I have described such data centers before when describing the Green Grid initiative ( /articles/the-green-grid.html ). Clouds and the green grid offer many innovative approaches to energy management before the first Energy Management SaaS application arrives. Intel “sundowns” software services using cloud centers around the world; as night follows day and cheaper electricity follows night, services up in the clouds move around the world. Energy-intensive processing power moves to where it is cheapest.

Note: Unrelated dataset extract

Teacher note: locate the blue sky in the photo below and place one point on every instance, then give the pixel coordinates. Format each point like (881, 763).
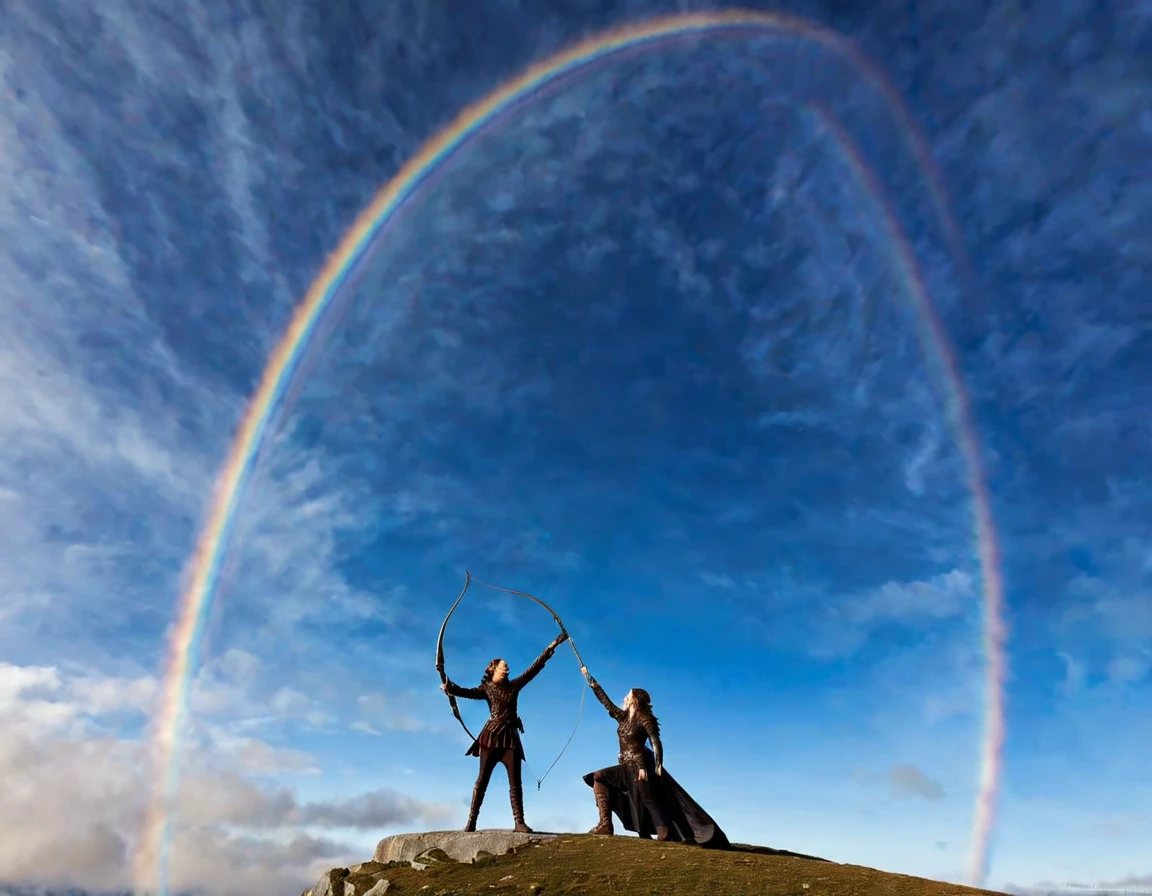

Cloud-hosting of SaaS offers the greatest savings for application with non-level usage. Such applications can appear on virtual machines when needed and vanish from the cloud when not in use. When re-requested, the virtual machine, unchanged since last used, can be re-created on the fly.

Traditional energy management and building operations are sure to move into the service world. As building systems acquire web-ready surfaces, then the monitoring and operation of those systems can move up to SaaS. Advanced building analytics services, perhaps in quite different clouds, will interact with these services. Such offerings will fare far better when managed using domain-specific knowledge that the local landlord will not have on staff.

Architects are developing what they call Integrated Practice as they move into the realm of BIM and buildingSmart. Integrated practice calls for a central data repository during the life of a project, available to and used by all who contribute to the design as well as to the contractors building the building. So-called BIM servers are a natural fit for SaaS in clouds, as they are only occasionally used, but require detailed domain knowledge to operate.

Regular readers know that I want the Building Model to be the source of interface and semantics for operating control systems in the building. BIM servers in the clouds can provide on-demand semantics and schematics to energy monitoring and building operations services.

There may be clouds in your future. And that’s a good thing.